Brigid confirmed Kane’s guess. “We might have solved the problem of Scorpia Prime, but the cult we dealt with may only have been a splinter of a much larger group.”
“He claims to have encountered a much more dangerous group than just a few snake worshipers,” Lakesh stated.
“They were savage enough,” Grant said, remembering his horrific stay and the suffering he endured at the hands of torturers.
“No doubt, Grant,” Lakesh returned. “My apologies.”
“It wasn’t you,” Grant said, ending that branch of the conversation.
“He claims to have encountered a new party?” Kane asked.
“Different from the overlords. He even referenced the genetically augmented soldiers of England. I wanted you to get a look at him, figure out what he actually was before we all talked with him,” Lakesh explained. “And if necessary…”

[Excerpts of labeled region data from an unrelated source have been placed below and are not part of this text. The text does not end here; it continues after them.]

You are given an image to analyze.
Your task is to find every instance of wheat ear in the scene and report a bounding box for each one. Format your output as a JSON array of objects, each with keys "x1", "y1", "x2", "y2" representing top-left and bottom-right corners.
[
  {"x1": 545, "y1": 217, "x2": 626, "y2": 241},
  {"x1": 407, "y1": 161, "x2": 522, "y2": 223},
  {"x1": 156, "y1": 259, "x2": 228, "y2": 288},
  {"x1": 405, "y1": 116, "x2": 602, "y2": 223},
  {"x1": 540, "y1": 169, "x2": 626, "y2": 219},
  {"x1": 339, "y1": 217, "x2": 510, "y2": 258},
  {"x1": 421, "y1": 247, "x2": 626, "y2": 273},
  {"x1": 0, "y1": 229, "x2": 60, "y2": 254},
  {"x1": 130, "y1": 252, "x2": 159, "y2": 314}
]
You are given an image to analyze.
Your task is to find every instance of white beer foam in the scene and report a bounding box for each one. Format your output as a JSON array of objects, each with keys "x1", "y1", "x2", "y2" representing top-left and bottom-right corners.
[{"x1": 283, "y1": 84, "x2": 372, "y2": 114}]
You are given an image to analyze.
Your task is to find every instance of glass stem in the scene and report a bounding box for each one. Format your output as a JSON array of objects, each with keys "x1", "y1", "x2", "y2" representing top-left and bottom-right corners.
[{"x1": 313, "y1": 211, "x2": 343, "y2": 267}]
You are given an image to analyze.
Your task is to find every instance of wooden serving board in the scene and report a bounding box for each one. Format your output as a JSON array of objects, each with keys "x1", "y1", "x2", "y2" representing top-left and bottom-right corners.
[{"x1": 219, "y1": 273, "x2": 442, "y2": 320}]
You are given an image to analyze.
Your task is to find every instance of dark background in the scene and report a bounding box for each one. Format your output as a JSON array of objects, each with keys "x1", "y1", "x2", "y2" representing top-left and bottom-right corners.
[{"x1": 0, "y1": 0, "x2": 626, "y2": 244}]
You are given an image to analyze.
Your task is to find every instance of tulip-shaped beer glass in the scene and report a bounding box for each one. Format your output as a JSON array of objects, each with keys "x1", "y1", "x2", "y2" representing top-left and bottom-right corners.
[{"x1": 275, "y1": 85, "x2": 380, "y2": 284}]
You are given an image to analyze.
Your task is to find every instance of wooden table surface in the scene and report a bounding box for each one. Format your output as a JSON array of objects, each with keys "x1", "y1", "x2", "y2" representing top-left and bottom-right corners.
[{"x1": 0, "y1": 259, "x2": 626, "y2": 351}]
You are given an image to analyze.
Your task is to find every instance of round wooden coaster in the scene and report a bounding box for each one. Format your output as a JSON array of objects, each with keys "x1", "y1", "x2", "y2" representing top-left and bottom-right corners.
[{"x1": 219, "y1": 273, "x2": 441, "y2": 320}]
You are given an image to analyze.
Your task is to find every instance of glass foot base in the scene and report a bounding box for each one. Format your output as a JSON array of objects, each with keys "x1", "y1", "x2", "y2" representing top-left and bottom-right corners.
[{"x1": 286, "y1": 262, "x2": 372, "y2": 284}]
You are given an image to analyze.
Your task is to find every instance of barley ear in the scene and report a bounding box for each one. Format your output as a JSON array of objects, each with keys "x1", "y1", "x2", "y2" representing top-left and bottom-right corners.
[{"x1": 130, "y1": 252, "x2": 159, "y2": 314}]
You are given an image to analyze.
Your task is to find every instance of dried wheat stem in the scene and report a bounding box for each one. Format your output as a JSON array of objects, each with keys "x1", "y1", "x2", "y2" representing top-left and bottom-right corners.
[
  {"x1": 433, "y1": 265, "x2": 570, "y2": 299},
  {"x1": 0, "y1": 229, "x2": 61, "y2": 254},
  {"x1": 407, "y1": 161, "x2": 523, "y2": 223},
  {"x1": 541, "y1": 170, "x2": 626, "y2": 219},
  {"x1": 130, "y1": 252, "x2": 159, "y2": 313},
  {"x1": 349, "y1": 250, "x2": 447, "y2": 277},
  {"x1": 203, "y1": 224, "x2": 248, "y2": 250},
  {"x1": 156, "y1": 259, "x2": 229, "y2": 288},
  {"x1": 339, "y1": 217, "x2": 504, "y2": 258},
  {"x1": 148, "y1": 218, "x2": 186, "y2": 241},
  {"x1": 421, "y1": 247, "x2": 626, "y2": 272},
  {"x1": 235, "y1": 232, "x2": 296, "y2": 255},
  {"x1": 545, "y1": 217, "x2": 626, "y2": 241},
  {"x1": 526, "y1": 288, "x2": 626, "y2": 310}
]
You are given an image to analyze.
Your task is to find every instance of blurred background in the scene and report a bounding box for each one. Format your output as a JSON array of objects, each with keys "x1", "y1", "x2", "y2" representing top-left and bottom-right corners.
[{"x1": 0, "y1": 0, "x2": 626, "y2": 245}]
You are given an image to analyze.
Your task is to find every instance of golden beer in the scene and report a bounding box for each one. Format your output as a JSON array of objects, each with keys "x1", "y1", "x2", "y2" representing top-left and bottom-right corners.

“Loosen his tongue,” Kane concluded.
“Shall we?” Lakesh asked.
Kane picked up Fargo’s gear, hefting the bullwhip thoughtfully. “We shall.”
SELA SINCLAIR HEARD Kane’s voice over her Commtact as she sat in the interrogation room with self-proclaimed archaeologist Austin Fargo.
“Talk to him,” Kane said. “Make it seem like you give a shit what he’s all about.”
Sela grunted an affirmative. “So, are you a freezie, or did someone show you the movies?”
“Excuse me?” Fargo asked.
“The hat. The jacket. The bullwhip we relieved you of,” Sela said. “Fairly iconic figure you copied your style from.”
“Only her favorite vid hero,” Edwards added. Obviously he’d received the same message from Kane on the Commtact. “If she wasn’t going to ask, I would’ve.”
Fargo sighed. “A traveling show passed through my town when I was little. It was a wag with its own generator and a wide-screen monitor. When I saw him, I knew what I wanted to be.”
Sela nodded. “This doesn’t mean we’ll be holding hands in the shower and taking midnight walks on the beach, so don’t get too friendly.”